Look for legitimate reasons for moving such as getting closer to their friends, family, or work; or moving to a better neighborhood, town, or house.

Questions You Cannot Ask Potential Orlando Tenants

By the same token, there are certain questions that landlords cannot ask potential Orlando tenants. These are questions that are either unfair or are ones that violate the Federal Fair Housing Act.

For the rental application to be fair to all applicants, you need to ask the same exact questions to all of the possible renters. If you fail to do this, you risk being accused of tenant discrimination. Try creating a tenant questionnaire form in advance. 

For instance, it would be discriminatory if you only performed credit checks on tenants of a certain ethnicity. While there is nothing illegal about performing credit checks, it’s wrong if it’s done selectively.

Another example is asking different questions depending on how well potential tenants have dressed. It would be discriminative to ask people who are not necessarily well-dressed, questions about their criminal convictions or eviction history, but overlook such questions when it comes to well-dressed people. 

Questions that violate the Federal Fair Housing Act could also land you in legal trouble. The Federal Fair Housing Act of 1968 prohibits discrimination on the basis of specific characteristics. For example, on race, children, and disability.

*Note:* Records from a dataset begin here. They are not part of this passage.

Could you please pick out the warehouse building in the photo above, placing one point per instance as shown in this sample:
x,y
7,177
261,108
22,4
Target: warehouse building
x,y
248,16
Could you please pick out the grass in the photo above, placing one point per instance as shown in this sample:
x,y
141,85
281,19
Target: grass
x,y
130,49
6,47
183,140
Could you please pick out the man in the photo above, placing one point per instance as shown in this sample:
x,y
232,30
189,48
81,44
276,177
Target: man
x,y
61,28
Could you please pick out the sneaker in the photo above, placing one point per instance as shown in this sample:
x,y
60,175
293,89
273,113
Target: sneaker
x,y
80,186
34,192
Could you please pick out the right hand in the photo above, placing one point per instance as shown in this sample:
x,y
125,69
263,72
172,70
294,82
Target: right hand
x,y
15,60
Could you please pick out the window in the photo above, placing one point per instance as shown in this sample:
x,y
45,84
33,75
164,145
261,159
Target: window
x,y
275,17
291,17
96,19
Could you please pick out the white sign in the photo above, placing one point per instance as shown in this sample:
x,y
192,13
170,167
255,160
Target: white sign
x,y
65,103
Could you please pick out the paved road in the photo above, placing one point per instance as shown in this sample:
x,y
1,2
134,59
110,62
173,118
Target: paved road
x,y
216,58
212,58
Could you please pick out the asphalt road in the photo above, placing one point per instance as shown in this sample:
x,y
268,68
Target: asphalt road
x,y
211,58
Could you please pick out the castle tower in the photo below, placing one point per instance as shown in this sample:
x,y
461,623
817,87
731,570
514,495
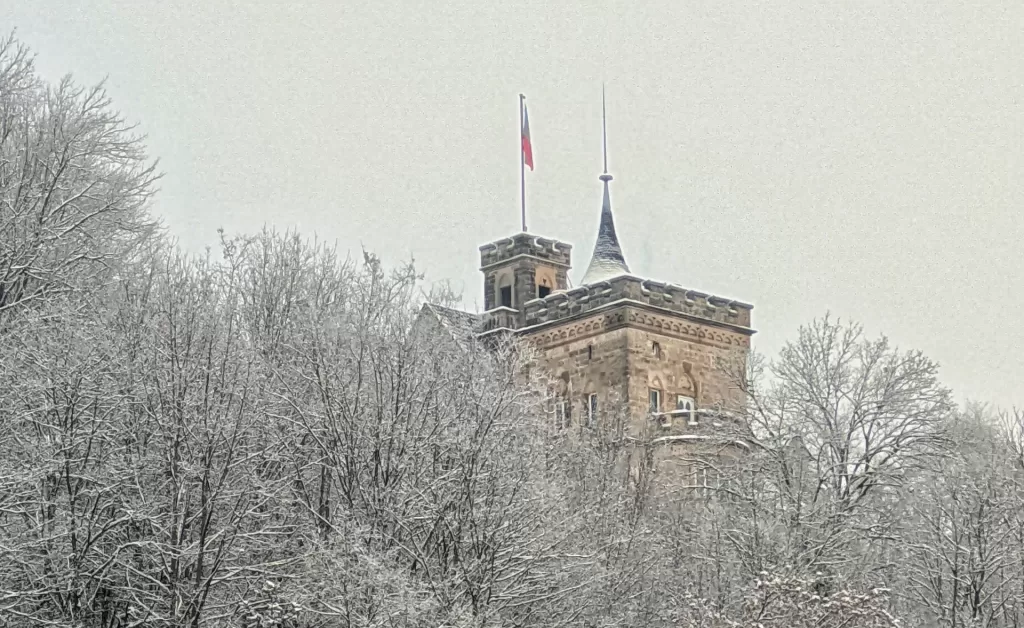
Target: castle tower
x,y
620,343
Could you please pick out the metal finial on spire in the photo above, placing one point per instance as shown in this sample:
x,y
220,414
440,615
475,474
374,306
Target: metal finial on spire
x,y
607,260
604,130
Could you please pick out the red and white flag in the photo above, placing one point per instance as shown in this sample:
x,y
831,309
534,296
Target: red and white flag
x,y
527,148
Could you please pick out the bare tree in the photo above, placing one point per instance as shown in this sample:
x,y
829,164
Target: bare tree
x,y
74,184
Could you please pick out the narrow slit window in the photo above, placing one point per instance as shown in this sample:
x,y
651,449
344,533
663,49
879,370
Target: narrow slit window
x,y
686,407
563,413
654,399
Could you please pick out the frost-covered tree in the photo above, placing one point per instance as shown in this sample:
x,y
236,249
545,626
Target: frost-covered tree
x,y
75,182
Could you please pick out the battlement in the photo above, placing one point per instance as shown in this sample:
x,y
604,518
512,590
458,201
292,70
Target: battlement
x,y
551,251
669,296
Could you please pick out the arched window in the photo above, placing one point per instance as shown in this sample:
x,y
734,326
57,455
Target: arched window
x,y
505,291
544,289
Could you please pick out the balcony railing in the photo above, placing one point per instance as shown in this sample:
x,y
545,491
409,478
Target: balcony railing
x,y
501,318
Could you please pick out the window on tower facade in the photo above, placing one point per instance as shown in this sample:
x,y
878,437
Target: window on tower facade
x,y
563,413
654,399
544,289
687,407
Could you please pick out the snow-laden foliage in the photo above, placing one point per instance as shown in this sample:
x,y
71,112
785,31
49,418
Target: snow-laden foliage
x,y
270,435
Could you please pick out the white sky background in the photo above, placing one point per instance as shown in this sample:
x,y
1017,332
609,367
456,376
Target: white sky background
x,y
863,158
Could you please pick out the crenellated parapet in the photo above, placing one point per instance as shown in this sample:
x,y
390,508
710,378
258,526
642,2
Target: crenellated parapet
x,y
551,251
668,296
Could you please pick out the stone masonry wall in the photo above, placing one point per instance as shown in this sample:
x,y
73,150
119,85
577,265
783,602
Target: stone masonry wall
x,y
595,364
667,296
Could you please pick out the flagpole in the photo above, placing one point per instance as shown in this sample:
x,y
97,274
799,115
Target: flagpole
x,y
522,166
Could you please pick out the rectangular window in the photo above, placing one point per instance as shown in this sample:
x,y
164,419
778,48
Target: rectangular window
x,y
686,406
654,398
591,409
563,413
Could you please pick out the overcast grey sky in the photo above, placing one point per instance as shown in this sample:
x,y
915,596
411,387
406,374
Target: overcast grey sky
x,y
860,157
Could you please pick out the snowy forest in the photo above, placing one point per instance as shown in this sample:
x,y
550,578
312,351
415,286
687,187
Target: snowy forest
x,y
261,436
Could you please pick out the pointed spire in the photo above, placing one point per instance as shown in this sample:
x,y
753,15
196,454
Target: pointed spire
x,y
607,260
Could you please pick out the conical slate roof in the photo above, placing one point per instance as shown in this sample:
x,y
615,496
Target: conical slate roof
x,y
607,260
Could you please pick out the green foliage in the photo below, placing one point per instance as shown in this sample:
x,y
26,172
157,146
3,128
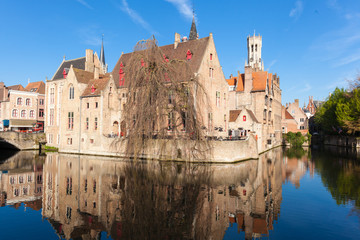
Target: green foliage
x,y
340,113
295,139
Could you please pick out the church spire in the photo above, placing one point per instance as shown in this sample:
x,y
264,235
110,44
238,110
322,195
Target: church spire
x,y
193,32
102,56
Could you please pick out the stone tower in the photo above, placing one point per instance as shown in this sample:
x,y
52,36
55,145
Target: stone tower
x,y
254,44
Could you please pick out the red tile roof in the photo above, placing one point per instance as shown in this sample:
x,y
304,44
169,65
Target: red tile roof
x,y
197,48
234,115
98,84
259,80
232,81
38,87
83,76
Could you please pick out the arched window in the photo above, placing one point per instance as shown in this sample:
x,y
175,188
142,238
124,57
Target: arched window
x,y
14,113
71,92
23,113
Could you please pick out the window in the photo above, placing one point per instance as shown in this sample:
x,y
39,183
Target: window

In terms of race, it is illegal to ask a renter questions regarding their race. According to the act, a tenant’s race shouldn’t be used as a qualifying standard in an Orlando rental application.

For children, it is illegal to ask a tenant questions about familial status such as, “How many children do you have?” This is because familial status is a protected class under the act. 

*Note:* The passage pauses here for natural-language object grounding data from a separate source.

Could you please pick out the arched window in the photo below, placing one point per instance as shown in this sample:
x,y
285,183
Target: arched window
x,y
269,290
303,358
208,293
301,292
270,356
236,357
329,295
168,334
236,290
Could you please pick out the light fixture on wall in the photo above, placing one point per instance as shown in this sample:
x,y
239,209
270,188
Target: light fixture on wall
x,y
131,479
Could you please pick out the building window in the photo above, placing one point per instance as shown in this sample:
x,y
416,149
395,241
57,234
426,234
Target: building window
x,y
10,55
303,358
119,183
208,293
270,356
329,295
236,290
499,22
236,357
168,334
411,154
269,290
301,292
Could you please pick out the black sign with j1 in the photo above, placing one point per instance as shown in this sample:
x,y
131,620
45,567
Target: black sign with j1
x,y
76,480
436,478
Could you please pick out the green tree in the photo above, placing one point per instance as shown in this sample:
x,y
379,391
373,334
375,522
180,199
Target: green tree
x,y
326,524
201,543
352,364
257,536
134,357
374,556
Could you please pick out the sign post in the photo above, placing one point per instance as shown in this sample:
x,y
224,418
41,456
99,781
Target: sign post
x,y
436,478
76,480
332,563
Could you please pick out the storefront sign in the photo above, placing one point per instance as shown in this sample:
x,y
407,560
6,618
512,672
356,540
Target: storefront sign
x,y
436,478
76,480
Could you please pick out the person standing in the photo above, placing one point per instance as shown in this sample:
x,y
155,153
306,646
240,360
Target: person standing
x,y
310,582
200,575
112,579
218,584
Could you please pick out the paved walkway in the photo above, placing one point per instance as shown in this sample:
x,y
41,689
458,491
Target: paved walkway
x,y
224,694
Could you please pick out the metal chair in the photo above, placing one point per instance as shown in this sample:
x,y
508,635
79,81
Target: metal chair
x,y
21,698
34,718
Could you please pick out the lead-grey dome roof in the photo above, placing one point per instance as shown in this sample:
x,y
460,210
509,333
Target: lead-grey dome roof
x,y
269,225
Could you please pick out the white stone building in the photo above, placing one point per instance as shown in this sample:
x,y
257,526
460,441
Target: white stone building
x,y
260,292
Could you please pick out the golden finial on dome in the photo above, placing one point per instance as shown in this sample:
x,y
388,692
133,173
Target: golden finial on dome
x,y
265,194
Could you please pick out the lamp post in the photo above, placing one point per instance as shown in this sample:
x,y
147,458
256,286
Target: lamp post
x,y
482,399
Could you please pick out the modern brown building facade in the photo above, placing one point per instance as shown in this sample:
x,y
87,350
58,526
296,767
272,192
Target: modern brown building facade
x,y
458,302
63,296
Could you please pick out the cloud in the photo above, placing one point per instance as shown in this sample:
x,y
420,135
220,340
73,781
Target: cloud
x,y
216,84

Simply put, it’s illegal to ask it. You are, however, allowed to inquire about the number of occupants who will be living in your Orlando rental property.

Also, with regards to disability, it is illegal to ask a renter questions like, “Do you have a service animal?” The prospective renter may interpret this to mean you discriminate against disabled persons. That being said, if you don’t allow pets, you can ask the renter about the pet’s certification status.

As every Orlando landlord knows, the purpose of tenant screening is to select the right tenant for their property. While it’s important for the process to be as thorough as possible, it’s equally important to ensure that no tenant is discriminated against.